Patrick Burchfield, the zoo’s director, said his institution has allowed concealed carry for years without incident, though open carry is something different.
“It would affect attendance, particularly since we serve people from all over the country that are not from South Texas and don’t have quite the same take on open carry,” he said. “We’re trying to balance it. We don’t want to infringe on anyone’s rights. At the same time, we can’t afford to lose zoo visitors who would be fearful.”
Although some zoos around the state have elected to allow open carry, Gladys Porter Zoo’s policy matches that of the Houston Zoo, whose management argues that they’re on firm ground legally because of the zoo’s role as an educational facility.
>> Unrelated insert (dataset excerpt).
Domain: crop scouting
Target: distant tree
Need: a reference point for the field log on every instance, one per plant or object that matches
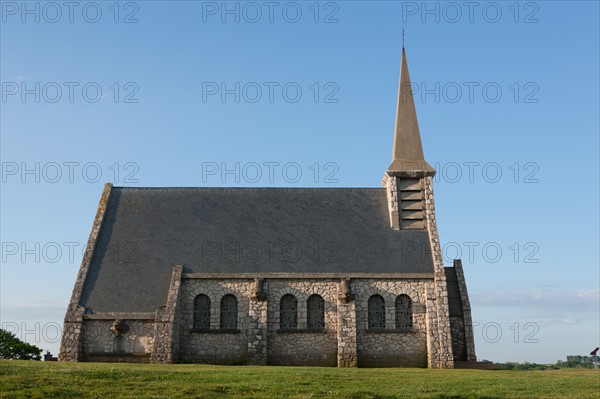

According to the Texas Penal Code Sec. 46.03, among the places it’s still not legal to carry a firearm openly are “any grounds or building on which an activity sponsored by a school or educational institution is being conducted.”
“Since the zoo’s inception, education has been one of our top missions, and is probably our number one mission, as we work with several school districts,” Burchfield said.
He said Gladys Porter Zoo offers formal classes to 22,000 students a year and each summer gives out large numbers of tickets to every school district in Texas Education Agency Region 1, which includes seven counties including Cameron, Hidalgo and Willacy.
“We serve Brownsville Independent School District, we serve San Benito Independent School District, we serve every school district in the Valley,” Burchfield said. “On a daily basis, we have school groups.”
In places where it is allowed, open and concealed carriers alike must possess a concealed handgun permit. Zoos in cities such as Dallas and Forth Worth have gone further than GPZ, banning concealed firearms as well as open carry. Those policies have generated a number of complaints to the state attorney general’s office from gun-rights advocates.
Burchfield said he’d rather not have to fight the issue in court but suspects a court battle — somewhere — is inevitable. Meanwhile, Burchfield, who holds a concealed carry license and is rated an expert with a pistol and a rifle, questions the effectiveness of open carry in an active-shooter situation.
“The very first person who is a target by a bad guy is the person with the firearm,” he said. “I think it’s a bigger deterrent to know (guns) are out there but not visible.”
Burchfield said GPZ’s open carry policy hasn’t drawn any complaints yet, but that doesn’t mean it won’t.
“I would hope that reason would prevail, and that a reasonable person would assume that not everyone reacts the same way to weapons,” he said. “And in a place where you have small children, like amusement parks, zoos and so on, that’s not where you parade around with guns.”